Les taux de mortalité
augmentent à travers l’ensemble de la population américaine pour une douzaine
d’affections. Cela signale, pour les auteurs, que la dégradation de la santé
aux Etats-Unis est le fait « de causes profondes et
systémiques ». « Nous soupçonnons que l’inégalité
croissante des revenus, les déficiences de l’éducation, la fracture sociale et
le stress peuvent jouer un
rôle important, explique M. Woolf. D’autres facteurs
pourraient inclure le
manque d’accès universel aux soins, la possession d’armes à feu par la
population et les taux élevés d’obésité. »
L’épidémiologiste
Philip Landrigan (Boston College), qui n’a pas participé à l’étude, salue des
travaux « très solides ». « Les données
présentées ne permettent pas de distinguer les déterminants profonds de cette dégradation
de l’état de santé des Américains. Mais il est clair que lorsque vous créez des
inégalités sociales fortes, vous créez une catégorie de la population qui finit
par voir son
espérance de vie se réduire, dit-il. Il faut aussi avoir à
l’esprit ce que montrent de nombreux travaux : les plus pauvres sont aussi
ceux qui sont les plus exposés à presque tous les polluants
environnementaux comme le plomb, les pesticides, la pollution de l’air… Ce
facteur potentiel est fréquemment négligé. »
En outre, cette
détérioration de l’état de santé des Américains intervient alors que le
tabagisme est outre-Atlantique à un niveau historiquement bas (environ
15,5 % de la population adulte fumait en 2016) et que la consommation
moyenne d’alcool par habitant n’a que marginalement augmenté sur la période
étudiée (de 8,25 litres par personne de plus de 14 ans et par an en 1999,
à 8,8 litres en 2015).
Une perte « sans précédent »
La seconde étude
souligne de son côté la profonde singularité des Etats-Unis au sein d’un
échantillon de dix-huit pays membres de l’Organisation de coopération et de
développement économiques.
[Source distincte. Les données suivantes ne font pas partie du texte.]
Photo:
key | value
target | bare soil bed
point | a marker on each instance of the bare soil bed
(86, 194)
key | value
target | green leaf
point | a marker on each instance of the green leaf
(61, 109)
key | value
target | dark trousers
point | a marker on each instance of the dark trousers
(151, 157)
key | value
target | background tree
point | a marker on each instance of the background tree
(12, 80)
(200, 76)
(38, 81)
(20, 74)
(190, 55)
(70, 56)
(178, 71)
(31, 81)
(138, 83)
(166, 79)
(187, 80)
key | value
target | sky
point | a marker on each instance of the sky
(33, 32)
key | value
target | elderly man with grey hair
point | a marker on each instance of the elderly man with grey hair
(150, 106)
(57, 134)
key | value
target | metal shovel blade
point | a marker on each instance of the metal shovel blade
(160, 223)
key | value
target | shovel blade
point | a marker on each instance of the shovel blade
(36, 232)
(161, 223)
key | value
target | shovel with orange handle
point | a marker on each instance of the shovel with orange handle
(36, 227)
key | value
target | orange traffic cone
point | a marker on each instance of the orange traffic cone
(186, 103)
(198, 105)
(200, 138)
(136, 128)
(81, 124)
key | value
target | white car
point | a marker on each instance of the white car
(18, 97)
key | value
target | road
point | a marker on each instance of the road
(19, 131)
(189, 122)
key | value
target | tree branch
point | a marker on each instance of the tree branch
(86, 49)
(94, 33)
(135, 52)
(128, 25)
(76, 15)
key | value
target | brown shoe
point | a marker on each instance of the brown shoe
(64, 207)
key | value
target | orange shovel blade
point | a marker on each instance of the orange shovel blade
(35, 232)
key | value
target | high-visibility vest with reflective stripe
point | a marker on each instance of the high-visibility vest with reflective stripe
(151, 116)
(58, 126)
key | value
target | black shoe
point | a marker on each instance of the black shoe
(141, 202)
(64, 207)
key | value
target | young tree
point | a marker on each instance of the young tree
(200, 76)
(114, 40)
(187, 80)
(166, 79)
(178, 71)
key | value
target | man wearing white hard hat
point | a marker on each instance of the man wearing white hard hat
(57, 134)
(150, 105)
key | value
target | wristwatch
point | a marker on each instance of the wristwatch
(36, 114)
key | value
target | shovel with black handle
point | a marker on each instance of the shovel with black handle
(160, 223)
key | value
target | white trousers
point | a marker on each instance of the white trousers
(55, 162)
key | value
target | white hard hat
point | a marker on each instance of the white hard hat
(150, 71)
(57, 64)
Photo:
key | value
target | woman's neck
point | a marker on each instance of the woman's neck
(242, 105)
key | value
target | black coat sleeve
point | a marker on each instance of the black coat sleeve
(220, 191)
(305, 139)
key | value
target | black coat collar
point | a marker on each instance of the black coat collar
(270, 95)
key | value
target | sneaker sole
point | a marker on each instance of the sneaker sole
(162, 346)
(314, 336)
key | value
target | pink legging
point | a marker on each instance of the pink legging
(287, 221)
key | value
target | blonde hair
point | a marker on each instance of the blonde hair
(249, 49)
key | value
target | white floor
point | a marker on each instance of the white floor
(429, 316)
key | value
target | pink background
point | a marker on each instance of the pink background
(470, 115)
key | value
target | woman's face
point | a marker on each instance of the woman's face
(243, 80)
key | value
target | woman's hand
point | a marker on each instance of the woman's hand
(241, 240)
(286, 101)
Les deux scientifiques ont analysé les causes de
l’excès de mortalité qui a conduit, entre 2014 et 2015, à une baisse
significative de l’espérance de vie dans douze de ces pays – en moyenne 0,21
année perdue pour les femmes et 0,18 pour les hommes.
Selon leurs travaux,
les grandes causes de décès ont été les maladies respiratoires,
cardiovasculaires, du système nerveux central et les désordres mentaux, et
elles ont majoritairement concerné les plus de 65 ans. La sévère épidémie de
grippe semble avoir été un facteur déterminant. Aux Etats-Unis,
au contraire, la perte d’espérance de vie « s’est concentrée
sur des populations d’âges moins avancés », inférieurs à 65 ans. Et la
grippe n’y a que peu à voir.
« Des gains
monumentaux d’espérance de vie ont été la tendance dominante dans les pays
développés à haut revenu tout au long du XXe et du XXIe siècle », notent les auteurs.
Toutefois, cette perte importante enregistrée simultanément dans douze pays
riches est « sans précédent ».
« Ce pic de
mortalité a souvent été attribué aux effets directs et indirects d’une sévère
épidémie de grippe, en particulier sur les personnes âgées, écrit Domantas
Jasilionis (Institut Max-Planck pour la recherche en démographie), dans un
éditorial publié par le British Medical Journal. Il est
frappant de constater que
les systèmes de santé des pays riches les plus avancés ont été incapables
de gérer ce
défi imprévu, avec pour conséquence la première réduction de longévité en
plusieurs décennies. Cela pourrait être le
signe de problèmes plus profonds. »
Pour Jay Olshansky
(université de l’Illinois), qui avait prédit, en 2005 dans le New
England Journal of Medicine, un renversement imminent de tendance aux
Etats-Unis, cela signale aussi que « l’ère où l’on pouvait gagner beaucoup
d’espérance de vie est révolue ». Un point toujours débattu.